Впереди кусочек с наклонными плитами, требующий большого внимания. Еще немного и последняя лестница прощается с нами. А отсюда до второй снежной гривки — рукой подать. Но без кошек тут не обойтись. Спуск пошел быстрее. Охраняем лишь на самых крутых участках. Про­шли уже почти весь снежник, а вторая связка только вы­ходит на него.

Опять снимаем кошки. Надоедливая процедура, осо­бенно когда время дорого — дело совсем к вечеру. Знако­мый траверс скалистой стенки. Гривка. Кулуар и спуск к третьей снежной гривке, требующий осторожности, дабы не наградить нижнего хорошим камешком. Все прошло удачно.

Ба! Знакомое лицо улыбается навстречу. «Ураим! Якши, джигит! Лезь выше, там начальник, по­моги, рюкзак возьми», — и разошлись. Спешим скорее спуститься, чтобы невзначай шишка сверху не прилетела, и все-таки парочку камней он нам бросил. Опять встали на кошки.

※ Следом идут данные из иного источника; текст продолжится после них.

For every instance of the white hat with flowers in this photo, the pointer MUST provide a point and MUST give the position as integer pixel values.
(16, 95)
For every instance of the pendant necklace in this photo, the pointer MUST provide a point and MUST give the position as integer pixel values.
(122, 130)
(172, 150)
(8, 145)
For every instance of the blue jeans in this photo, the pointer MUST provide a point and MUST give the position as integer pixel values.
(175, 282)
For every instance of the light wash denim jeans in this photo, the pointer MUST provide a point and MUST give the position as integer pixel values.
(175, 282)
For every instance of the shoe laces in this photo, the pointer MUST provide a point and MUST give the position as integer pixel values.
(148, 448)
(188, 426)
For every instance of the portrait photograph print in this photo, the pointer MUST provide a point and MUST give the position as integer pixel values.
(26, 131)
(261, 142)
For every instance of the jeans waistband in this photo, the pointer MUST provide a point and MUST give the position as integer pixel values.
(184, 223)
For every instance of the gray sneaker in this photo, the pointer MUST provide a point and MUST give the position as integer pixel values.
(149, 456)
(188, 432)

У лагеря «5900» встречают уртаки. Кроме Зекира все налицо. Рады страшно! Решили было отправить их на «5600», но пока сматывали «шара-бара» стемнело совсем, да и они не выражали энтузиазма к спуску. Решили оста­вить ребят, благо и палатка еще одна прибыла. Ребята довольны.

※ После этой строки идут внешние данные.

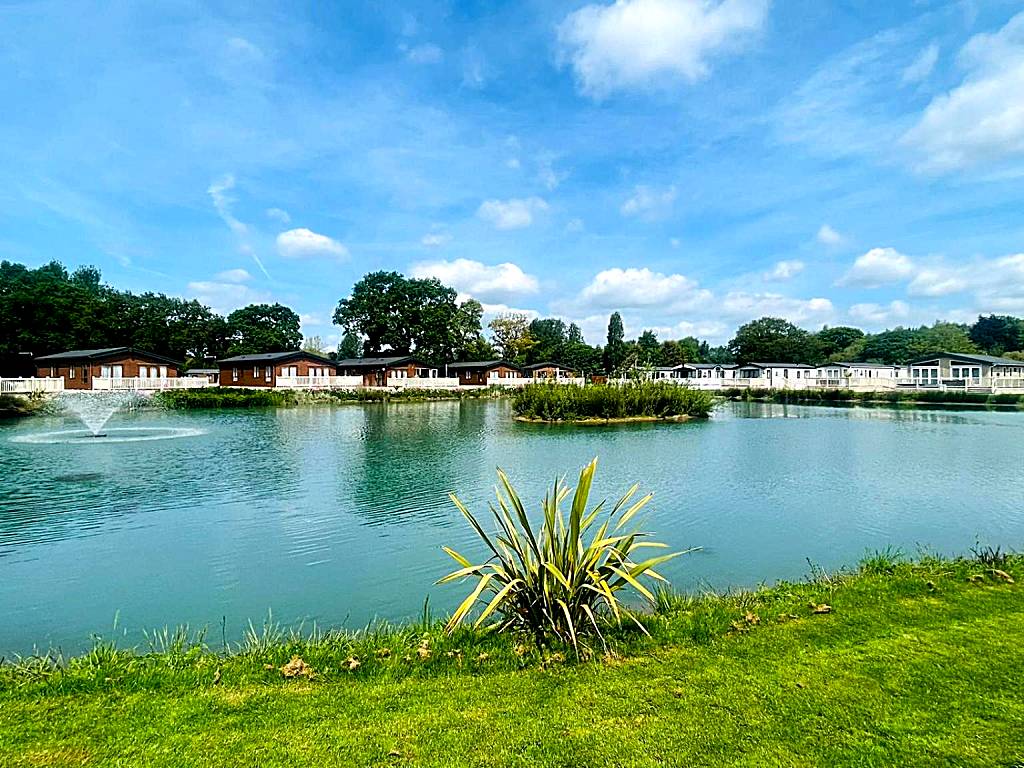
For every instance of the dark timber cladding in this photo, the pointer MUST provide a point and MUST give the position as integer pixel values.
(479, 373)
(79, 367)
(376, 371)
(263, 370)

Мое зрение восстановилось окончательно. В сухом и мягком мешке спать прекрасно.

7 сентября. Лагерь «5900».

Утро чудесное. Уже чувствуется, что спустились по­рядочно.

Солнце хорошо пригревает и воздух теплый — минус 3 градуса (вчера вечером было минус 5). Александр Фе­дорович поправляется страшно медленно. Все еще очень слаб.

Со скалы виден лагерь «5600». Нам кричат, видимо, го­рят нетерпением нас увидеть. А мы не спешим. Сначала отправили уртаков, затем собрались и сами. Пошли опять в том же порядке.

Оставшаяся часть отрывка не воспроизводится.